Dès qu'on donne un ordre, vingt messieurs plus ou moins décorés se mettent en mouvement, non pas du tout pour exécuter cet ordre, mais pour trouver un moyen administratifs de charger l'exécution comme un paquet sur les épaules d'un collègue.
Ledit collègue, aussitôt chargé, cherche un voisin sur qui déposer son sac.
Et ainsi de suite.
Je connais, et vous aussi, un homme de lettres qui a fait le mois dernier quarante-sept employés, dix-neuf bureaux, seize escaliers et onze corridors au ministère des Finances, pour arriver à savoir qu'il ne saurait rien.
Mais, de temps en temps, nos organes officiels prennent la peine d'élever leur grande voix pour enseigner au monde cet Évangile: c'est à savoir que nos administrations sont parfaites, et que tout va pour le mieux dans le meilleur des gouvernements possibles!
Ces réflexions nous sont suggérées par le mécontentement public qui commence à se faire jour par rapport aux lenteurs inexplicables de la justice dans l'instruction du crime du Point-du-Jour: l'Affaire des ciseaux, comme on la nomme dans le peuple.
Voilà des mois et des mois que cette instruction dure.
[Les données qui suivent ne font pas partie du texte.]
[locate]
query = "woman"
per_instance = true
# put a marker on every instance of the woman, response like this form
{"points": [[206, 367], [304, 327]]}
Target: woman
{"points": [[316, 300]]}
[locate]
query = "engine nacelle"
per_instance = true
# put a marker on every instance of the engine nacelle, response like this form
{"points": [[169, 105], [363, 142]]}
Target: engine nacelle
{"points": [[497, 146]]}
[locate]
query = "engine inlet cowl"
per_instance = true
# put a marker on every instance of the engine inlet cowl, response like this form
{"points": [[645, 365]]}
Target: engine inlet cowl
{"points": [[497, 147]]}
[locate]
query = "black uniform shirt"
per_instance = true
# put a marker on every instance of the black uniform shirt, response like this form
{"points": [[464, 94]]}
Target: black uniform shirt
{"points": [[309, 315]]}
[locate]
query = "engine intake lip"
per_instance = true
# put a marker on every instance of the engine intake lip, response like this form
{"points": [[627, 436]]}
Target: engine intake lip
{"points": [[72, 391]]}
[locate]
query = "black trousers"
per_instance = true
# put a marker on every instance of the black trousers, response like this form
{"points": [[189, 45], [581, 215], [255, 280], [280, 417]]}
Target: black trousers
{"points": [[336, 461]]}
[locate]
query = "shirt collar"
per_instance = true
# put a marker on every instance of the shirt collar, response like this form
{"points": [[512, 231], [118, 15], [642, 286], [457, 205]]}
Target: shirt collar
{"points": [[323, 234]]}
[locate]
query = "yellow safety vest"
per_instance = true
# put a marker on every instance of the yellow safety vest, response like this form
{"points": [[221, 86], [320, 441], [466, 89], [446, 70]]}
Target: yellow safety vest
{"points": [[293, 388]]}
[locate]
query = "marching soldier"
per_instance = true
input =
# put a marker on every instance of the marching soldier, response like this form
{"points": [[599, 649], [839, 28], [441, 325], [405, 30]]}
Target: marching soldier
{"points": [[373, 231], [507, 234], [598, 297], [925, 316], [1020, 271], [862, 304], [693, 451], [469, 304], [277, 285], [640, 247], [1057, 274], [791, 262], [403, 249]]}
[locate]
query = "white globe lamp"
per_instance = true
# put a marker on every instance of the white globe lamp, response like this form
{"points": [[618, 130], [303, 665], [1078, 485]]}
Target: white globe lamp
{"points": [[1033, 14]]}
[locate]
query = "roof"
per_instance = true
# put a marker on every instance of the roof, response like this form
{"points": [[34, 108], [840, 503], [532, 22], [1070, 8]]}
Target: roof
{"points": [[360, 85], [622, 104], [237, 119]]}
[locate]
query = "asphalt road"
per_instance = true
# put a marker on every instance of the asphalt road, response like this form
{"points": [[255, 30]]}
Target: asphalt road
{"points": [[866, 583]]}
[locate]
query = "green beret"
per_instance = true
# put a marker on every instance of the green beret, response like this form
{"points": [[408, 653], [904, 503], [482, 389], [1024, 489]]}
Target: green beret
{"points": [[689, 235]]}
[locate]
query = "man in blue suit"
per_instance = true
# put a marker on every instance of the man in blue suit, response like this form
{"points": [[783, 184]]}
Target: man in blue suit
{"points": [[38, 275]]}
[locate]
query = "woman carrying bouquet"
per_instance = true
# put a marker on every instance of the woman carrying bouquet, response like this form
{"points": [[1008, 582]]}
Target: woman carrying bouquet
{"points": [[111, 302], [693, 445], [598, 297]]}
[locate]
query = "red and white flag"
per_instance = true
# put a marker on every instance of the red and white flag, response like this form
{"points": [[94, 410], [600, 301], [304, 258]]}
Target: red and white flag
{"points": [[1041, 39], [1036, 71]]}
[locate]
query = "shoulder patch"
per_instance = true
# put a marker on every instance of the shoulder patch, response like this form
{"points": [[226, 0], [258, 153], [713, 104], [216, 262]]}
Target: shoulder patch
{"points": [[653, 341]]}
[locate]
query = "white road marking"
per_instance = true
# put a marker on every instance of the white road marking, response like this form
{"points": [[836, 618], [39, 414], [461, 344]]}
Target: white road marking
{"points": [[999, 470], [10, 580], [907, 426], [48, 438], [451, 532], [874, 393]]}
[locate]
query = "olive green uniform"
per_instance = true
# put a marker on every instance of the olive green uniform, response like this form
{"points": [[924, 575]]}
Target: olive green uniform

Au parquet, on ne parait pas être beaucoup plus avancé que le premier jour.
Ah! s'il s'agissait d'un procès de presse! à la bonne heure!
En Angleterre dont la mode est de blâmer le système judiciaire, il y a longtemps que ce serait fini,—mais on croirait en vérité que nos magistrats prolongent à plaisir l'émotion malsaine résultant de certains drames criminels.
Cela amuse le tapis! disent MM. les profonds politiques.